Wednesday, March 25, 2009

Console AJAX: Intersecting two sets of Twitter users

I promised yesterday that we'd do a bit of console scripting today, illustrating three semi-useful techniques:

1. Doing AJAX in the console.
2. Using the Twitter REST API as part of No. 1. In particular, we'll try one of the new "social graph" calls.
3. We'll intersect two sets, in JavaScript. And do it in linear time.

Twitter's social-graph methods are very straightforward. (The relevant API doc is here and I won't repeat it.) They're intended to let you retrieve all of a person's followers, or all of the person's "friends" (followees), all at once, using one HTTP GET. You can get the results back either as JSON or as XML. Your choice.

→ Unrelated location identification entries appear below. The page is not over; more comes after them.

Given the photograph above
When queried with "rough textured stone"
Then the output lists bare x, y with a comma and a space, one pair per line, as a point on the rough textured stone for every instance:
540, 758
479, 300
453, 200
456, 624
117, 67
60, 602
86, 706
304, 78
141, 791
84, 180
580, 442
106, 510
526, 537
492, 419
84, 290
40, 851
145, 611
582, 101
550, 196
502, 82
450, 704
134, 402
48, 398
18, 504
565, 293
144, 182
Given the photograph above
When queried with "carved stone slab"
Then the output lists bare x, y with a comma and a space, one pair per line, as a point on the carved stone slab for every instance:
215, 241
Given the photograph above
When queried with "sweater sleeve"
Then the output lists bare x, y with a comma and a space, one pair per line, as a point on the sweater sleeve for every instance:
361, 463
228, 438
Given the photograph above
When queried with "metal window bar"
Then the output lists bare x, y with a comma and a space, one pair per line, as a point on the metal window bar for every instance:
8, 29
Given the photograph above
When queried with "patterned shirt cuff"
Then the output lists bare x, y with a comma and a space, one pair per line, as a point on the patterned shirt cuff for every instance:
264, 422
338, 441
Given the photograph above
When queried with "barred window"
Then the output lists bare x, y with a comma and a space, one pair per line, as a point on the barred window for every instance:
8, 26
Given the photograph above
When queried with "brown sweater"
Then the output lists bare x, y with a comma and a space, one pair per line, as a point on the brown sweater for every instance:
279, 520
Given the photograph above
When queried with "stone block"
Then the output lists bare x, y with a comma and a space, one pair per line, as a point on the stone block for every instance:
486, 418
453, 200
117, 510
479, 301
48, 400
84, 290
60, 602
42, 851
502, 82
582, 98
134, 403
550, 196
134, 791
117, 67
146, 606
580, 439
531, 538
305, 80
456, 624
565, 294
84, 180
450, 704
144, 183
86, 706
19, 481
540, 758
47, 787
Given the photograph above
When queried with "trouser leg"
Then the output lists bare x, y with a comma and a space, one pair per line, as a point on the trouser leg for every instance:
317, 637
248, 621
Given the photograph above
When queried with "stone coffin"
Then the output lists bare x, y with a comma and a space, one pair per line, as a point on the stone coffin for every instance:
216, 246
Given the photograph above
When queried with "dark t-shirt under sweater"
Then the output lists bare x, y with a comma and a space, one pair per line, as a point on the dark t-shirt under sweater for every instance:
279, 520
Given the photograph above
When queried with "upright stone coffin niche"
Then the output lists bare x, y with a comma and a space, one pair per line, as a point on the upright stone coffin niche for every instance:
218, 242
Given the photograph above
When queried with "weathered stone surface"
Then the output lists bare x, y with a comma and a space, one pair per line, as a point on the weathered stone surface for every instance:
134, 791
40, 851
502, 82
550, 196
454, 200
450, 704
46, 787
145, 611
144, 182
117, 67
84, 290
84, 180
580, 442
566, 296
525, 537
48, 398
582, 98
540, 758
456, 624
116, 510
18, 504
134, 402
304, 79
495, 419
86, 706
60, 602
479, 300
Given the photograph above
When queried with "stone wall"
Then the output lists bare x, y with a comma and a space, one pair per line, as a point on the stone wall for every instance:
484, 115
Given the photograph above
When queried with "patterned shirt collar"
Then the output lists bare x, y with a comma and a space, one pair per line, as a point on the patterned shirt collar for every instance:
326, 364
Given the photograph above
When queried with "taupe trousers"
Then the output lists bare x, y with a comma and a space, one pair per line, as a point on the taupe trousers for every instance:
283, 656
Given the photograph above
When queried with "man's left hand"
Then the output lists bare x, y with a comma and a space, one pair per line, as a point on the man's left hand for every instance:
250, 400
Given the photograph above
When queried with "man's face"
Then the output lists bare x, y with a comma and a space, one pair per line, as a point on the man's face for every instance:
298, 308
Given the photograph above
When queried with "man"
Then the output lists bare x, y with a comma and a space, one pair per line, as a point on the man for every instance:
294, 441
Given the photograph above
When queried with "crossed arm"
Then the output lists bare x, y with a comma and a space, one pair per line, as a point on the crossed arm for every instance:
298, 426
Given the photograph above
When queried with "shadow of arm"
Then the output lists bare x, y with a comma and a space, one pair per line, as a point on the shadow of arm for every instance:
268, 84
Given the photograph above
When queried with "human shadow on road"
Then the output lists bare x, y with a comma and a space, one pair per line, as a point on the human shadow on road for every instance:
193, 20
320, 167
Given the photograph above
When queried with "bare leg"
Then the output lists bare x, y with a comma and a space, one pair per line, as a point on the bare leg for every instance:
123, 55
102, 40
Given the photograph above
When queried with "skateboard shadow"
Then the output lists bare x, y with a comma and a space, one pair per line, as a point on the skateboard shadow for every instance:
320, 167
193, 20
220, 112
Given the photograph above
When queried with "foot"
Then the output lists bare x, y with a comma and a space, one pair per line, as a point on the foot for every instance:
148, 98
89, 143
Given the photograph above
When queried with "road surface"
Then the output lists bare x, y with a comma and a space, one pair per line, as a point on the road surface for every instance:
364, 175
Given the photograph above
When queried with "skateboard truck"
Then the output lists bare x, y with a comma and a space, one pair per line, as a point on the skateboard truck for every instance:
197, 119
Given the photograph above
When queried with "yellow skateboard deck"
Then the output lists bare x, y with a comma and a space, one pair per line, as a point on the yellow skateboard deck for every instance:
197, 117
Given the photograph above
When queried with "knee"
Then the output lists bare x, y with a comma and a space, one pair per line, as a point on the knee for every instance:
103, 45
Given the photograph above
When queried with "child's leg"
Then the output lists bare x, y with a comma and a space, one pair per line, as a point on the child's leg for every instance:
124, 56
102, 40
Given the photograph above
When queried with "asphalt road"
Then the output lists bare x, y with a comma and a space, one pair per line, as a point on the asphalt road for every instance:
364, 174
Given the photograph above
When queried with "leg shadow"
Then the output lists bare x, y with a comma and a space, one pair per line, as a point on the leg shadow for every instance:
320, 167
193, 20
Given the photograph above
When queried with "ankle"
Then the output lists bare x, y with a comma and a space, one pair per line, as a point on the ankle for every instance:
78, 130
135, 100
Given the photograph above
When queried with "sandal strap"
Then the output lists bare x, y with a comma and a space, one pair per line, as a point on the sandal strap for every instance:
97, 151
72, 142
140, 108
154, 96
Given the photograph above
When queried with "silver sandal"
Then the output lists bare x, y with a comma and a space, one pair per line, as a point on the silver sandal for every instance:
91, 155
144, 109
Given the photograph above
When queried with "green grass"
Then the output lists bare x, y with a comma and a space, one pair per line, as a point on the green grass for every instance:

The results come back as an array of user IDs. Nothing else: no name or profile info or anything like that. You can certainly convert an ID into extended user info for that person using other methods. But you'll have to do it one user (one ID) at a time, which can be slow (and also, it quickly eats into the Twitter-imposed bandwidth limit of 100 queries per 60-minute time period).

What's the point of dealing with numeric IDs in the first place? Well, the idea is that if you are mainly doing social-analysis types of things (e.g., identifying and characterizing FOAF clusters, trying to figure out how and why and when people form social bonds), you don't really need anybody's profile information for that. You can do an awful lot just by fetching and comparing sets of ID numbers.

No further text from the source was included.